Potential exemptions for life sciences data transactions
In its background on the rule, the DOJ said it intends to address concerns about the rule’s effects on drug development and biomedical innovation. To that end, the rule exempts certain data transactions from its prohibitions and restrictions, including several exemptions potentially relevant to life sciences companies. These exemptions include:
- Clinical and surveillance exemption. Data transactions incident to and part of clinical investigations regulated by the FDA, or clinical investigations that support applications to the FDA for research and marketing permits (this includes post-marketing surveillance data, including pharmacovigilance and post-marketing studies for already approved therapies), provided that the clinical data is de-identified or pseudonymized in accordance with applicable FDA regulations.
- Regulatory approval exemption. Data transactions that involve “regulatory approval data,” which are necessary to obtain or maintain regulatory approval to research or market a pharmaceutical product or medical device, provided that such data is de-identified or pseudonymized in accordance with applicable FDA regulations and is required to be submitted to a regulatory entity.
- Federally funded research exemption. Data transactions conducted pursuant to a US grant, contract or other agreement.

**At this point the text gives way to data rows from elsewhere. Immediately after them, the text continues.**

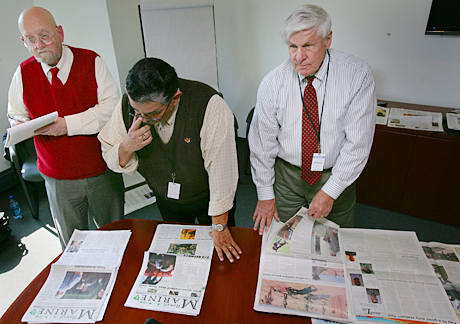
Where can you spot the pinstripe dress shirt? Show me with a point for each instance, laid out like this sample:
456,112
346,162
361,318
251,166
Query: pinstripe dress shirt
347,109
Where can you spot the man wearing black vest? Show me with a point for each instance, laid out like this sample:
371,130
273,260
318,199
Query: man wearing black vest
179,135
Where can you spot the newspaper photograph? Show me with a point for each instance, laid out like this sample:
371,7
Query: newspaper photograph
174,271
72,294
80,282
390,278
445,259
300,270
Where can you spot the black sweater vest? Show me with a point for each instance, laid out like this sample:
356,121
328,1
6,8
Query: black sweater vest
182,153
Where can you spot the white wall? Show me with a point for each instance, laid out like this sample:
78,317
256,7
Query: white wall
12,52
408,66
85,23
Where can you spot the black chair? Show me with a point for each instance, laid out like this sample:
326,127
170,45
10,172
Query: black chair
247,167
23,158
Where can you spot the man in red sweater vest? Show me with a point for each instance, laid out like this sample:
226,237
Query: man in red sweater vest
76,83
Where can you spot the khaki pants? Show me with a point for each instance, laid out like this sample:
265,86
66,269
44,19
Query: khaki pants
292,193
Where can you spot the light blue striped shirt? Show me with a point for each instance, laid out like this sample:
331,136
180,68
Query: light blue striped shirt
347,116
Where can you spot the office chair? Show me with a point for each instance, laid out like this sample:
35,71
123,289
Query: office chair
23,158
247,167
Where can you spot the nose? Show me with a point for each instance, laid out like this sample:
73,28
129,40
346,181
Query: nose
40,44
301,54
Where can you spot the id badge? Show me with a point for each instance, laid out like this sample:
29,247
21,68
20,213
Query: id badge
173,190
317,163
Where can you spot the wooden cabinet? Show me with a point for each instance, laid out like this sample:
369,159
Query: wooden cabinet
416,173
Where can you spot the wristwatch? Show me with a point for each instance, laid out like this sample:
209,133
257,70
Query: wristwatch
219,227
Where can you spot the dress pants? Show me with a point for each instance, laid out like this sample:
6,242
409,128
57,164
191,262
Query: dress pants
74,203
292,193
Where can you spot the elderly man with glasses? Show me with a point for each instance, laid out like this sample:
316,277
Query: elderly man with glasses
180,135
76,83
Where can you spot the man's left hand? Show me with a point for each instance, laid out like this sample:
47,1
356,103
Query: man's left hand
58,128
224,244
321,205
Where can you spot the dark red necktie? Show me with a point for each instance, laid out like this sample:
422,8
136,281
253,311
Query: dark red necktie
55,81
309,135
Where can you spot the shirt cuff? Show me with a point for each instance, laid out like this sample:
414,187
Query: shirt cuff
265,193
332,189
73,123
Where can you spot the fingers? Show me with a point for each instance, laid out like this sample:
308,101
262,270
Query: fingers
225,246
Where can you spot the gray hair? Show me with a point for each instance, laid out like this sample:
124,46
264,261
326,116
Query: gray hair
307,17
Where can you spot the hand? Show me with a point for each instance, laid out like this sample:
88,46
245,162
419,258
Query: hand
321,205
18,121
58,128
263,215
137,137
224,244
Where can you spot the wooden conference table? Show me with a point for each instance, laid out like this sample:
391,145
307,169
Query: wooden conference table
229,296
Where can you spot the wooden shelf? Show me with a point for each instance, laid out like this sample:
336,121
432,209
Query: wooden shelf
413,172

The breadth of these exemptions remains to be determined as adjudicatory bodies have yet to publicly interpret the rule’s provisions.
Implications for life sciences transactions
The rule could apply to a variety of transactions involving life sciences companies. Below are just a few examples of scenarios in which life sciences companies (and their data transactions) could be within the rule’s scope, and may or may not fall within the rule’s exceptions:
- License or collaboration agreements between US entities and covered persons during which one of the parties conducts clinical trials in the United States and wants to transfer clinical data and/or biospecimens to a country of concern or covered person.
- M&A deals involving covered persons where one or more of the parties conducted clinical trials in the US.
- Vendor agreements (such as those with contract research organizations, contract manufacturing organizations or data-hosting providers) and employment agreements in which US sensitive personal data is shared with a country of concern or covered person.
- Intra-company sensitive personal data transactions.
- Investment agreements with investors who are in a country of concern or are otherwise covered persons.
What should life sciences companies do next?
Given the rule will soon take effect, life sciences companies should evaluate their exposure to the rule, take advantage of potential rule exemptions and, as appropriate, implement compliance strategies to address their obligations under the rule.
- Determine whether you process bulk US sensitive data. Evaluate whether the relevant data that you process (collect, transfer or receive) falls within the rule’s scope.
- Identify potential covered data transactions. Undertake a review of any data brokerage, vendor, employment and investment agreements to determine whether the rule may apply to such transactions.
- Know your company’s data flows and conduct recipient diligence. Know to whom and for what purposes you will transfer data/biospecimens and whether the recipient will engage in any further transfers. Conduct “know-your-recipient” diligence to assess whether they fall within the scope of the rule’s definitions of countries of concern or covered persons.
- Implement compliance strategies. Update policies to identify potentially covered data transactions as part of the diligence process and implement and maintain:
- Appropriate contractual protections on data transactions (aligned with good general data hygiene practices).
- Internal policies, procedures and measures designed to limit access to data (particularly if personnel are in countries of concern or are otherwise covered persons).
- Appropriate security measures for the sensitive personal data.